Leaving school with two O-levels and three A-levels, she auditioned for drama schools up and down the country. To her bitter disappointment, almost everyone rejected her and she remembers "sobbing particularly hysterically" when the Central School of Speech and Drama said no.

Around this time, she was singer in the band Bazooka Joe which featured one Stuart Goddard before he became Adam Ant.

Eventually the North Middlesex Poly, which used to be in Golders Green, accepted her for a two-year course, but it wasn't exactly plain sailing afterwards.

It took a further 10 years of auditions, minor parts, rejections and a part-time job working for Haringey councillor Nicky Gavron before she landed a role in Harry Enfield.

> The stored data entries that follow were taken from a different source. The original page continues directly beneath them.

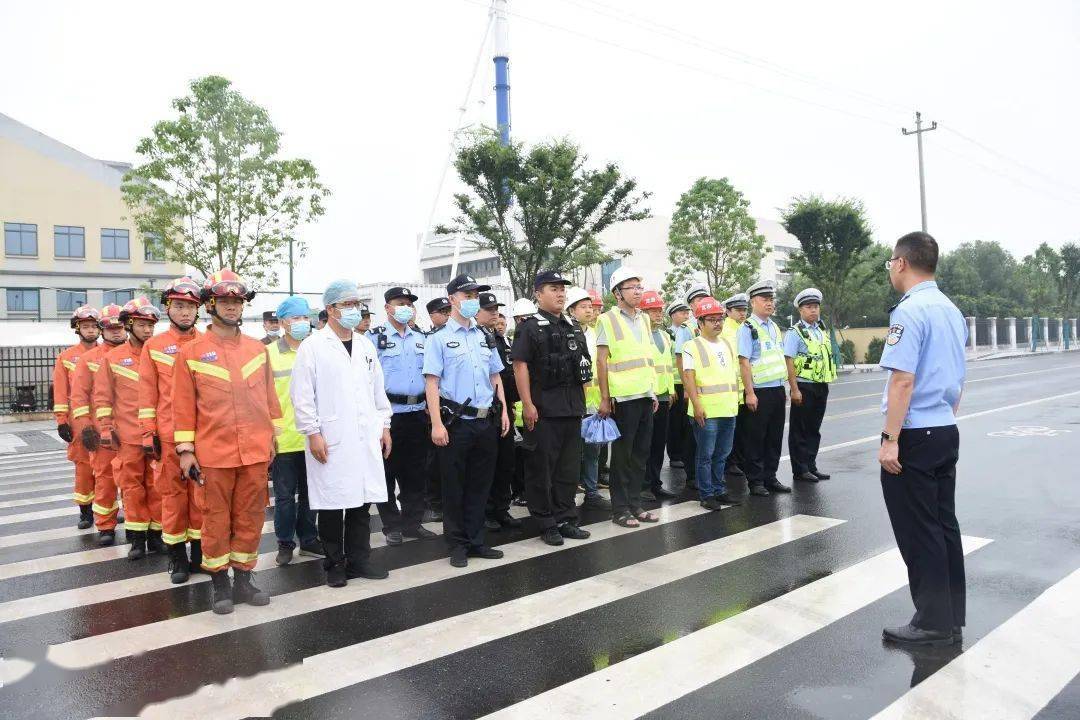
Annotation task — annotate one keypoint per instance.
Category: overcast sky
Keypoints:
(782, 97)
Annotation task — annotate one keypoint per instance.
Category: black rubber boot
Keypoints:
(137, 540)
(178, 571)
(243, 591)
(196, 565)
(220, 593)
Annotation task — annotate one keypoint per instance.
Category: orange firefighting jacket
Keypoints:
(224, 401)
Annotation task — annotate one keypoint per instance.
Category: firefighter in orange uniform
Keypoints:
(224, 408)
(116, 397)
(180, 517)
(105, 505)
(84, 322)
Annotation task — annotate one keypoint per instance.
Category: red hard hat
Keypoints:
(707, 306)
(651, 299)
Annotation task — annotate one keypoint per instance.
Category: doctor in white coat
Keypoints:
(341, 407)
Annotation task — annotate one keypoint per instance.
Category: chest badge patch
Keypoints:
(895, 333)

It was through this that she met Paul Whitehouse and Charlie Higson, who created the Fast Show. The success of the cult sketch show hinged upon the fact that viewers were able to identify the cast as caricatures of everyday life.

Ms Weir's Insecure Woman appeared in a variety of different locations exclaiming: 'Does my bum look big in this?'

The role also gave her both the financial and emotional security she had spent much of her adult life searching for.

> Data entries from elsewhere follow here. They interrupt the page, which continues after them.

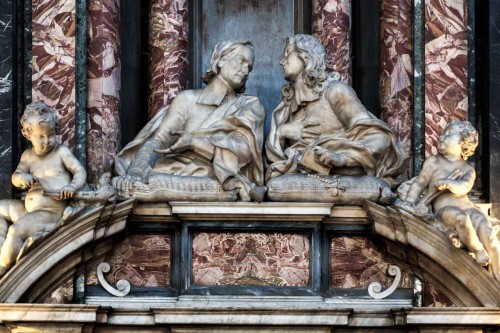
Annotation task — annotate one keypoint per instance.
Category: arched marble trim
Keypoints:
(455, 270)
(61, 252)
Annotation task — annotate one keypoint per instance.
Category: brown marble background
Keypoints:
(168, 54)
(434, 298)
(103, 100)
(355, 262)
(53, 71)
(142, 260)
(332, 26)
(62, 295)
(250, 259)
(445, 67)
(396, 68)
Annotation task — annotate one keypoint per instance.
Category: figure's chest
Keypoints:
(48, 166)
(318, 112)
(197, 117)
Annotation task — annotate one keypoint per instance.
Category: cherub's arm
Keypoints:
(461, 186)
(22, 177)
(422, 181)
(74, 166)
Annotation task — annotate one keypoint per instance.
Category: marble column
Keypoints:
(396, 69)
(7, 102)
(332, 26)
(53, 56)
(492, 118)
(445, 67)
(103, 101)
(168, 53)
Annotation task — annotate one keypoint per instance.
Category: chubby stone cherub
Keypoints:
(440, 194)
(47, 165)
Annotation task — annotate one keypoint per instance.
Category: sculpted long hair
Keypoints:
(313, 53)
(38, 113)
(222, 51)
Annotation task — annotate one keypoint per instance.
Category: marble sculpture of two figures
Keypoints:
(323, 146)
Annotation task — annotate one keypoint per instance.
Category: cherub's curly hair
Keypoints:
(36, 114)
(224, 50)
(469, 137)
(313, 53)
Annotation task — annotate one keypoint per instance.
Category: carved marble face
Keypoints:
(43, 138)
(292, 64)
(235, 68)
(450, 142)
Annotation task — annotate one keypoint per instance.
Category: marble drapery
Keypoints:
(396, 69)
(445, 67)
(103, 100)
(168, 53)
(332, 26)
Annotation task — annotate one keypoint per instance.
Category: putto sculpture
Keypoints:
(321, 129)
(439, 195)
(46, 166)
(207, 145)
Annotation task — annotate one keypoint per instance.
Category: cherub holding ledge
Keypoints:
(443, 185)
(47, 166)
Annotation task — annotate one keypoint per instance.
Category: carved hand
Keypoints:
(329, 158)
(26, 180)
(442, 184)
(306, 132)
(67, 192)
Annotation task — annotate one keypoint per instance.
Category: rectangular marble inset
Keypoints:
(332, 26)
(434, 298)
(251, 259)
(62, 295)
(142, 259)
(355, 262)
(396, 69)
(446, 66)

But it was undergoing therapy which really helped her to off-load much of the emotional baggage which had burdened her.

"Therapy allowed me to realise that I was not different from everyone else, which is how I'd felt for much of my life. It made me feel good in my own skin and shoes," she said.

Meeting and marrying Jeremy Norton, a scientist and carpenter who is 12 years her junior, also helped her put her demons to rest.

Although still a successful actor and columnist for The Guardian and Independent, much of her time is devoted to the couple's children Isabella, 10, and Archie, eight.

She also gives copious amounts of time and energy to their primary school, Ashmount, and is actively campaigning to relocate it to an idyllic spot on Crouch Hill.

The current building is falling down and has been deemed not fit for purpose.

"It goes back to my point about Brown and the Heat generation," she says. "Just because the building is in disrepair, doesn't mean that children won't get top drawer teaching there - the building tells you nothing about the quality of education."

Then, with a tug on her unfashionable shopping trolley, she braces the summer heat and disappears down Crouch End Broadway.